Preparing to submit for Envision verification is as much of an art as a science. There are a lot of ‘moving parts’ — working with design teams and owners to gather the correct supporting documentation and crafting thorough yet succinct answers to each relevant criteria. 

Now put yourself in the shoes of a Verifier: did you know that they are typically allocated less than one hour to review each credit? For a project they know very little about? For credits that could have hundreds of pages of documentation? The time flies by! 

Since Envision is still relatively new, with only about 60 verified projects by nearly as many companies, there are many lessons still to be learned. We are grateful to have had the opportunity to both submit numerous projects for verification, and act as the Verifier for several other projects. Having sat on both sides of the table we are sharing insights on simple ways to improve Envision documentation and set the project up for a successful and efficient verification process.

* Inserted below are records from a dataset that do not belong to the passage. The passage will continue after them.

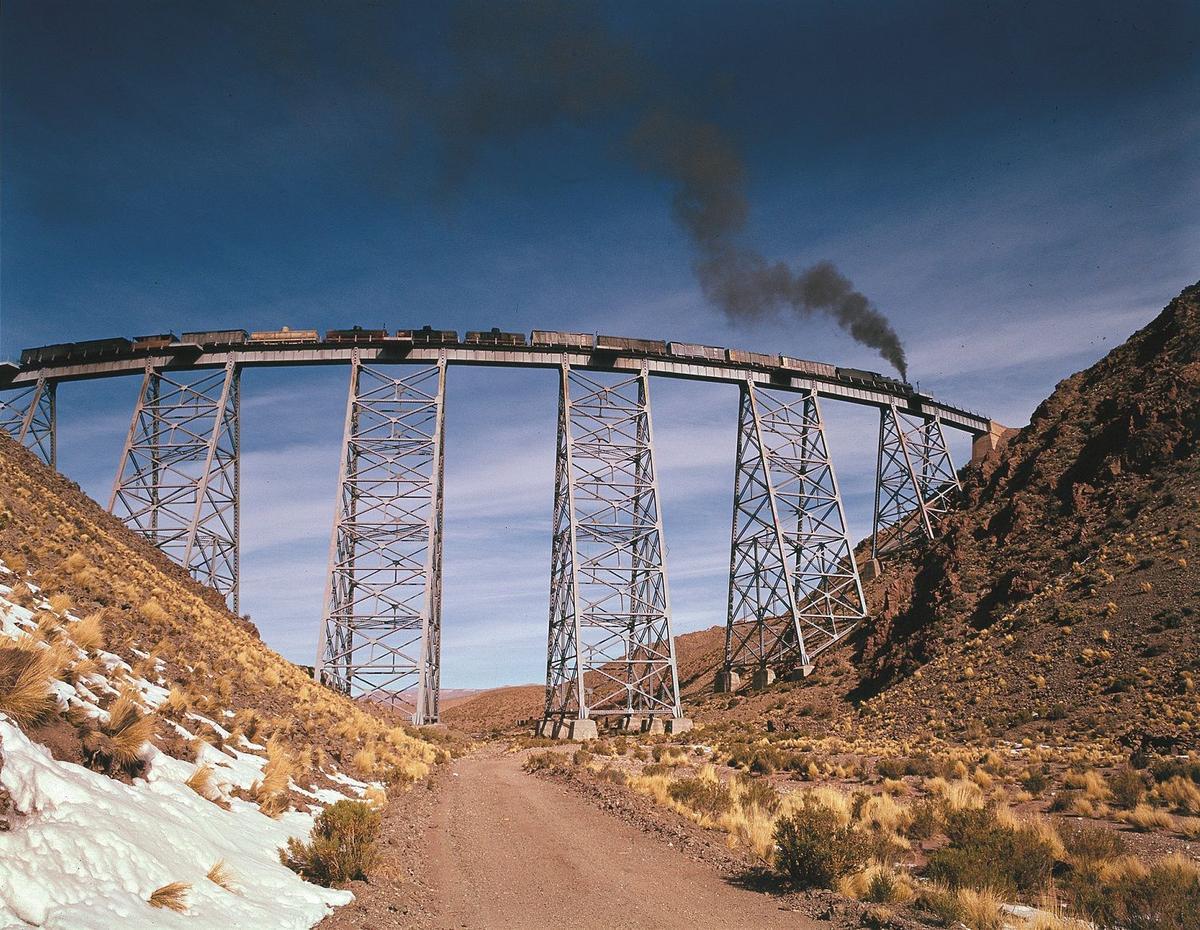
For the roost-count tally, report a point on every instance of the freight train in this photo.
(605, 347)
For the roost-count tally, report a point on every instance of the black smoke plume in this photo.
(539, 64)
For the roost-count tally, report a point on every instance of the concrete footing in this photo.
(727, 682)
(762, 678)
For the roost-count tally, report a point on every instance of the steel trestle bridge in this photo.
(795, 585)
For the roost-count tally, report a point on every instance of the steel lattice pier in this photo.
(611, 652)
(29, 417)
(795, 587)
(916, 480)
(178, 483)
(381, 633)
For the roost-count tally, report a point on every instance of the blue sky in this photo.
(1014, 186)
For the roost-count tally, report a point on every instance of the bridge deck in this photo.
(184, 357)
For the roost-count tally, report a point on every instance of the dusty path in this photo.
(508, 850)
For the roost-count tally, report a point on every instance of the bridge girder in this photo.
(178, 484)
(382, 624)
(30, 418)
(795, 587)
(610, 646)
(916, 483)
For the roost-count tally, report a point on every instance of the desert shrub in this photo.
(543, 761)
(1087, 843)
(341, 846)
(759, 793)
(707, 797)
(985, 853)
(814, 850)
(24, 683)
(1128, 787)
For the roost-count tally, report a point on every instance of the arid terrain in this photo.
(1011, 738)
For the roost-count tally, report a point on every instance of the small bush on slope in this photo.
(814, 849)
(341, 847)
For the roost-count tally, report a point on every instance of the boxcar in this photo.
(430, 336)
(495, 337)
(216, 337)
(157, 341)
(355, 335)
(549, 339)
(625, 343)
(285, 336)
(741, 357)
(804, 366)
(694, 351)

11 Tips for Preparing Envision Documentation

  1. Start with the big picture. Provide a brief high-level project description in ISI’s online scorecard or in QL1.1 to familiarize the Verifier with the overall project. While your team knows the in’s and out’s of your project, a Verifier will be jumping in cold. A brief description can go a long way in sharing the bigger picture before getting into the weeds.
  2. Set some limits. Define your project boundary and components so the Verifier understands where to focus their attention. If the project is large (many components, many miles, etc.), remember to name and address relevant project components or locations in each credit. 
  3. KISS (Keep it simple submitter). Write the credit narratives using language easily understood by those outside your industry. The Verifier assigned to your project may be an engineer specializing in another field or a non-engineer from another discipline.
  4. Answer the questions that are asked. Speak directly to the credit intent, level of achievement description and relevant evaluation criteria. Incorporate key terminology and themes into your response to clearly connect how your response supports the targeted level of achievement.
  5. Connect the dots. What might be an easy connection to those involved in the project may not look that way to a Verifier who is not as familiar with the project. Clearly communicate synergies, dependencies and relationships between planning decisions and design features.
  6. Communicate all of what is needed, none of what is not. Be selective in what documentation is provided, making sure it directly addresses evaluation criteria without going overboard. Avoid including unnecessary documentation, by deleting irrelevant pages from lengthy reports. If a full report is needed to support your point, upload it as a separate file.
  7. Be consistent. Make sure document titles referenced in the credit narrative correspond with how it is referred to in the table of contents at the end of the cover sheet and in the supporting documentation, or the file name if documents are uploaded individually. Don’t leave the Verifier wondering if a wetland delineation study is the same thing as a wetland habitat report. 
  8. Be organized. If you consolidate all supporting documentation into a single PDF, make sure documents are in the order they are referenced in the narrative. Clearly identify each supporting document by labeling the first page or using page dividers. If you upload multiple documents, it is helpful to name the files so they appear in the order they are referenced in the credit narrative. 
  9. Make it easy to see what you are saying. Use highlighting, comment boxes, and arrows to help the Verifier easily find relevant information in the supporting documentation. Use the documentation to not only support the narrative, but supplement the story you are telling.
  10. A picture is worth a thousand words. Maps and photos are powerful ways to share project information. Don’t forget to outline the project boundary on maps and caption photos to provide context for the Verifier.
  11. Back up your claim. Unfortunately, a Verifier can’t just take your word that a credit is “Not Applicable” to your project. Just as you need to provide sound reasoning and documentation to earn points for any credit, you must do the same to demonstrate that a credit does not apply.